What lousy timing — Jon Stewart exits as The Donald rises
ListenJon Stewart doesn’t have a job. Donald Trump is leading presidential polls.
People, don’t we have this … backwards?
Last Thursday night, popular culture and politics intertwined amazingly — as they will in America.
Trump took center stage, with full bombast, in the first big televised debate of the presidential season.
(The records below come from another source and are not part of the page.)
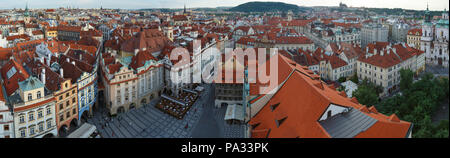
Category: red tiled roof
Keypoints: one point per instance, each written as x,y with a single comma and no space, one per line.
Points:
293,40
415,32
246,41
301,120
11,84
22,36
151,39
37,32
179,18
140,58
299,22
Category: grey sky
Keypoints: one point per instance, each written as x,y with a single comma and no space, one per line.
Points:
136,4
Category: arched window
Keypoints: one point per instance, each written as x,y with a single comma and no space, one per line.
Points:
39,94
30,96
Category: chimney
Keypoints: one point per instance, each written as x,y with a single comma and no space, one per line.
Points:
49,58
43,76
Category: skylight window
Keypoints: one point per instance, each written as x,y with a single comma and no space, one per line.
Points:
279,122
11,72
274,106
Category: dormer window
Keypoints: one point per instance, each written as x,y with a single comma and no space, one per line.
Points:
273,107
255,125
30,96
39,94
279,122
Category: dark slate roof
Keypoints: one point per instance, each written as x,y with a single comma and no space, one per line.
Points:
348,124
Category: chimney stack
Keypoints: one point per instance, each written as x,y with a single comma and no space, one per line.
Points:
43,76
49,59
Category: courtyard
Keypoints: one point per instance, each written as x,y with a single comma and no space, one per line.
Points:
203,120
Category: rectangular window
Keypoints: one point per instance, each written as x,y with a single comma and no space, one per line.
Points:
41,127
30,117
32,130
22,132
40,115
49,111
49,124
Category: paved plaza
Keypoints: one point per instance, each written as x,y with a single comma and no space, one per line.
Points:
202,121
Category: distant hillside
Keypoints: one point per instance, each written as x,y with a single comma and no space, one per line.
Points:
265,7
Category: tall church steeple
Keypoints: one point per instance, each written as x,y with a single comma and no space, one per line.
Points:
427,15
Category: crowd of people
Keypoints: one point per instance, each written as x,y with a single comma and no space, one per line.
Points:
180,107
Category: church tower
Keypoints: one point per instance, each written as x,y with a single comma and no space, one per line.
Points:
427,36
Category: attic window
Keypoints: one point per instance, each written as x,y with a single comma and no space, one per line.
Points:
274,106
279,122
255,125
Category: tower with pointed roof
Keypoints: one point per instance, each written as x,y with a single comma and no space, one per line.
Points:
427,35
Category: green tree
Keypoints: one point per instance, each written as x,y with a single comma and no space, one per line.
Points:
354,78
406,79
342,79
366,95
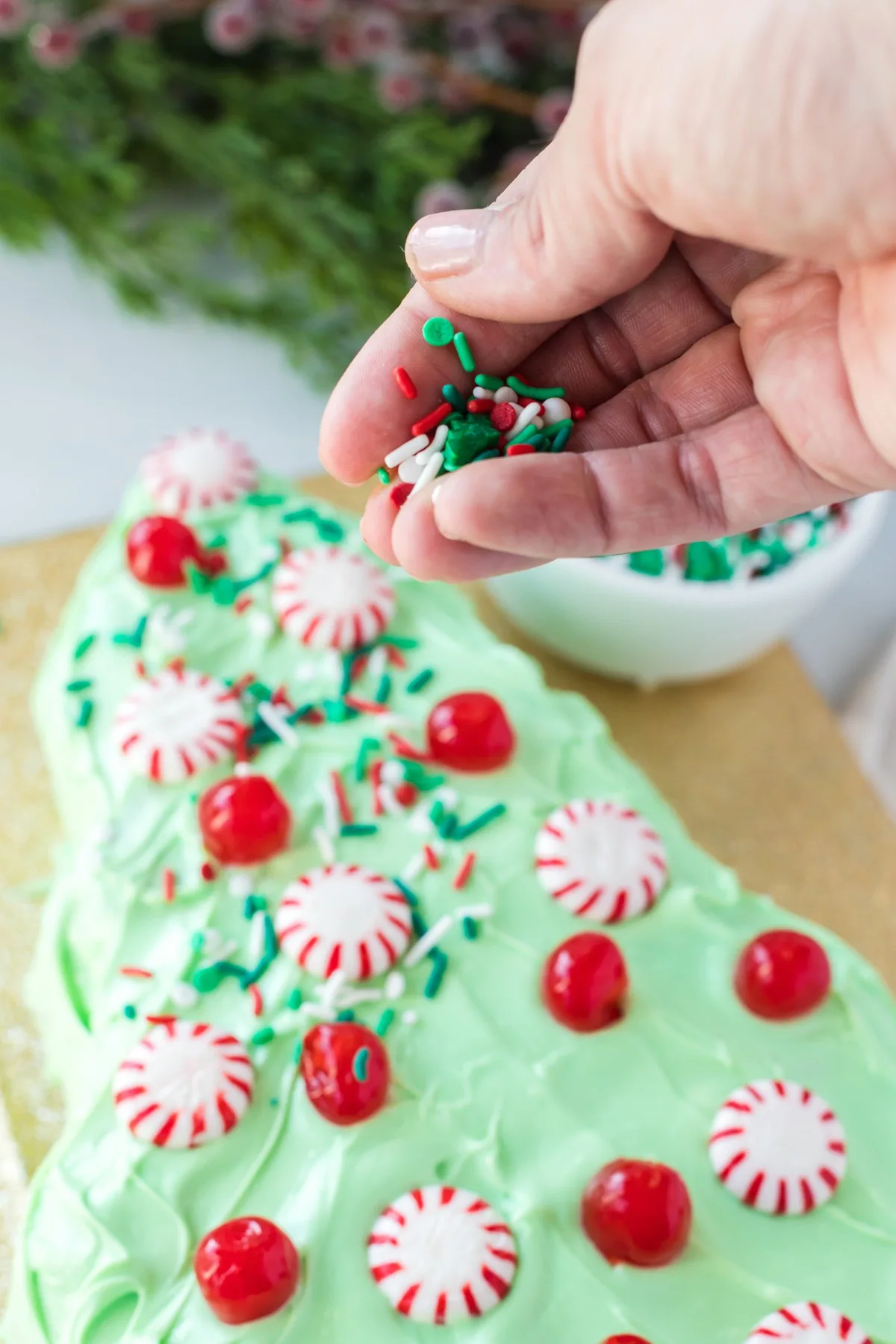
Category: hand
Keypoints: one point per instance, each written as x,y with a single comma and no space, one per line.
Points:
706,258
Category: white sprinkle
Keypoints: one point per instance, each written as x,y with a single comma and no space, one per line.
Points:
395,986
405,450
430,472
430,940
276,721
324,844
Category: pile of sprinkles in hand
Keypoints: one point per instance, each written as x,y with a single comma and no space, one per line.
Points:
503,417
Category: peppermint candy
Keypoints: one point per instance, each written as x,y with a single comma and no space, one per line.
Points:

And Stewart exited classily stage left, ending a 16-year run as the indispensable anchor of the nation’s indispensable faux news show.
Trump is famous partly for berating faux employees on reality TV, before dismissing them with a trademark bark: “You’re fired!”
Stewart, by contrast, spent almost the full hour of his farewell show graciously deflecting the spotlight from himself onto the Daily’s Show’s backstage staff and its supporting cast of “senior correspondents.”
Trump and other candidates in the debate had some good moments — if by that you mean delivering prepared one-liners that exposed another candidate’s hypocrisy or lack of vision.
In other words, the candidates managed to do one time, with huge staff support, what Stewart has done for 30 minutes, 180 times a year, for 16 years. In another delicious coincidence, the debate was on Fox News, the cable propaganda machine with which Stewart has dueled doggedly for more than a decade.
On Thursday, when the last chord from the Boss and the E Street Band rang out in The Daily Show‘s New York studio, I had to pause a second to name the emotion I felt.
It was … sadness.
Stewart left the gig you want people who have enriched your lives to leave — a moment too soon, not years too late, with generosity and spirit, not egomania and score-settling. But he leaves a void that we’ll feel; I do believe the word for the way he fought back against the rising tide of toxic B.S. in our political discourse is “heroic.”
A final comment: Stewart et al. sometimes did annoy me, with those smugly mocking field interviews of foolish people, and particularly with how naive his critiques of journalism could be. God knows practitioners of my craft need frequent kicks in the pants, which Stewart regularly and usefully delivered.
But sometimes he seemed confused about how and where watchdog journalism gets done i.e. not in the White House press room. It’s not really, true, you know, that if only White House reporters asked better news conference questions, presidents would break down like witnesses in the last scene of Law and Order and sob, “It’s true. I lied and people died.”
No, the reporting that ends up holding power accountable gets done quietly and often quite tediously and laboriously, far away from the lights and cameras.
But every time I thought to write that commentary, something stayed my fingers over the keyboard. It was my overriding respect for the guy’s guts, integrity and comic genius.
So I’m glad these are probably the last words I’ll write about Jon Stewart: Farewell and thank you. You did good, and you did right by the republic.